Visit a Wild Herd
Want to find a wild horse herd near you?
Planning a visit to wild horse country? Below, you'll find a few tips to remember:
- How do you interact with wild horses? You don’t. Keep your distance and be respectful of their space. You’re in their home, after all.
- Speak in a low voice if you’re talking to other people. Try to be as benign as possible.
- If they're paying a lot of attention to you, you are too close and need to move farther away. In general, if you are impacting an animal’s behavior, you are too close. In the Pryors, the distance to be able to watch horses behaving naturally is usually around 100 feet. It may be much farther in other herds.
- How do you get good photos if you are far away? Get a longer lens. Then, be patient. Hang out near a place that is visited by the horses, like a waterhole or a well-used trail.
- If a foal approaches you, pick up a couple small rocks and aim for their feet or legs. Don’t hurl the rocks, just gently toss them. Keep the foal away and let them know you are not one bit interesting!
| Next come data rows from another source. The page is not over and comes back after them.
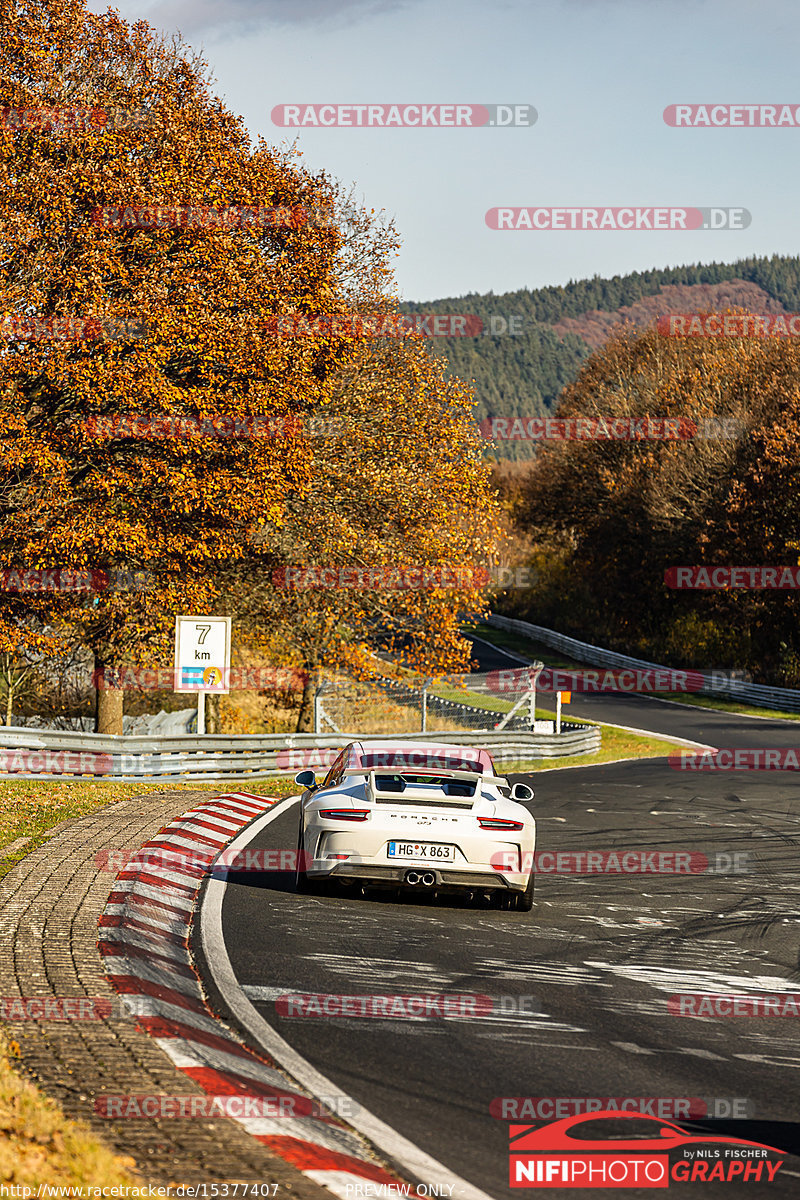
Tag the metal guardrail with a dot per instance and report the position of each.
(785, 700)
(48, 755)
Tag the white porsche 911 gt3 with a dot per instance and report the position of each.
(417, 815)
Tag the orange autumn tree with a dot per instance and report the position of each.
(392, 543)
(178, 327)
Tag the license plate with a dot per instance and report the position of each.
(427, 851)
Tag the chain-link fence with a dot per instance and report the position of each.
(494, 700)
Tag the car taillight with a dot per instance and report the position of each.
(498, 823)
(346, 814)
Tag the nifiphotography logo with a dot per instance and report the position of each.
(626, 1150)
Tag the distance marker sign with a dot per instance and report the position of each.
(203, 654)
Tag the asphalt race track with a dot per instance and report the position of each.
(581, 985)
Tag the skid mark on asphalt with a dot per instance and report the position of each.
(675, 979)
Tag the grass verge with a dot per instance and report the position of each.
(38, 1145)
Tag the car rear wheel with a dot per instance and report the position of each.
(300, 877)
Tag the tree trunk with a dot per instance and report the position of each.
(108, 703)
(306, 715)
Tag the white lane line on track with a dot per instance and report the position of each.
(421, 1167)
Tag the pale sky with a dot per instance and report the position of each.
(597, 72)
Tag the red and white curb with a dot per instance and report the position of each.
(144, 936)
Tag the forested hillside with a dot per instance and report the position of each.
(523, 375)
- We hope this goes without saying, but: no one should ever attempt to feed wild horses or burros. They are wild animals.
- On hot days, wild horses – like most animals – are not very active during the heat of the day, unless they’re on their way to water. If you’re looking to see a lot of activity, we recommend early in the day or late in the afternoon. That’s the best light to take pictures anyway!
- Being in a small group of people can help in some areas. Large groups of people can scare horses away quickly.
- Pack for varying weather! Layers are your best friends, even in the summer months.
- Bring binoculars and/or a spotting scope, if you have one.
- Do not park your vehicle at a waterhole, even if there is a road down to it. Park away from it and then walk down. A vehicle can stop horses from coming to water.
- Stay on the road with your vehicle. Off-roading sets a bad example for everyone around you. Plus, off-roading causes a lot of damage to vegetation.